On 8/6/21 11:50 AM,
hor...@gmail.com wrote:
> Hi,
>
> in one installation (which is on Azure) we have latency issues. I do
> not think its CPU or disk related. But instead it seems to me that the
> network latency is to blame.
>
> Are there any good metrics in scylla to see the network latency and
> its effects?
>
>
I don't think we have good tools to distinguish network latency from
other sources. Maybe the closest thing is to use tracing. It will report
the time at which Scylla thinks it sent a message, and the time at which
the other node thinks it receives it.
To get good results, you'll need the clocks of all machines to be
accurately synchronized with ntp (a good idea anyway, but here you need
to be even more sure), and a lightly loaded or even idle cluster. If the
cluster is busy, then some latency will be introduced by internal
queueing. It's a good idea to measure using different nodes as
coordinators, to see if there is some asymmetry.

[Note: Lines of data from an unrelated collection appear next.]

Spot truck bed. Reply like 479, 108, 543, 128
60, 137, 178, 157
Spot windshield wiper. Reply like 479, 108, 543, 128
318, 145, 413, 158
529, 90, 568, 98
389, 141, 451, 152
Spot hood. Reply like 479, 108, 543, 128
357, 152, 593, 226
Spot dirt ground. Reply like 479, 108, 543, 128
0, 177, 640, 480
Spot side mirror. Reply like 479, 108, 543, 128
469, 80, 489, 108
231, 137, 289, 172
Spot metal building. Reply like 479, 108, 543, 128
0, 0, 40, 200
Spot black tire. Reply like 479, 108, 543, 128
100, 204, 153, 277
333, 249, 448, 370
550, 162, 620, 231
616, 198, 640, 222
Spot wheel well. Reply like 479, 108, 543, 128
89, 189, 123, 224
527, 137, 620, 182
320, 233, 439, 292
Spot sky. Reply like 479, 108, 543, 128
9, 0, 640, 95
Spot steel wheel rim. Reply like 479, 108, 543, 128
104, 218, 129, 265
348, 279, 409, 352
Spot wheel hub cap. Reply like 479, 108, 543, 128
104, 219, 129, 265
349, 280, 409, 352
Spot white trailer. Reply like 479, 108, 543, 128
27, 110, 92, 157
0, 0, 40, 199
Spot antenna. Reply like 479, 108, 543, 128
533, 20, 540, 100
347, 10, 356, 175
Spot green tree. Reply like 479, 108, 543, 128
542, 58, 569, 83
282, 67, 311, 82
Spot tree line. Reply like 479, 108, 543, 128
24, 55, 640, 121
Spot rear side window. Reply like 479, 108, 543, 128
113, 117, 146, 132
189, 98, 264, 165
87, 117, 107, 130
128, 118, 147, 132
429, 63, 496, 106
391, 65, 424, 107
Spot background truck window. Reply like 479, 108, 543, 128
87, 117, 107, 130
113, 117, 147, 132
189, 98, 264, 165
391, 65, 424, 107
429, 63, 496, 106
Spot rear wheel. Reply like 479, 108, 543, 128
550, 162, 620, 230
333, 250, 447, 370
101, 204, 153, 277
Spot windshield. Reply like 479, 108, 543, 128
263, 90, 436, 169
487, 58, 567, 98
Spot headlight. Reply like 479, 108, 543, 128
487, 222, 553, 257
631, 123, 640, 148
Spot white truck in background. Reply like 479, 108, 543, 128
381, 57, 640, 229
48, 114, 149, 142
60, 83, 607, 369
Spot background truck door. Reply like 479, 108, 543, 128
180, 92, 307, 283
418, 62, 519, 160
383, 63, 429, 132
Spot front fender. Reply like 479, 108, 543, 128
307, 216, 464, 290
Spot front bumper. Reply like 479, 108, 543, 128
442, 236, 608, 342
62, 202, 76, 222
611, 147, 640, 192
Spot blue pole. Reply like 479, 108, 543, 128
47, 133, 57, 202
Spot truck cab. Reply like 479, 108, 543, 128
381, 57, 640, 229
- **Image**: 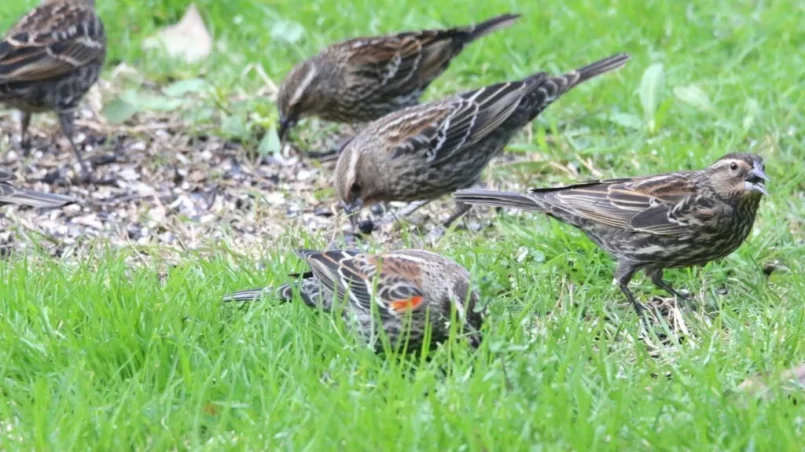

> A regular ping is reporting 1.5ms for the internal network. Which is
> much higher than the 0.2 ms for other installations. Does anyone use
> Microsoft Azure, is this normal?
I don't have much experience with Azure, but often availability zones
have ~1ms latency. It's good practice to spread your cluster across
multiple availability zones (and have Scylla recognize them as racks) so
a loss of a zone doesn't impact the cluster. So many clusters do work
with 1ms within-region latency.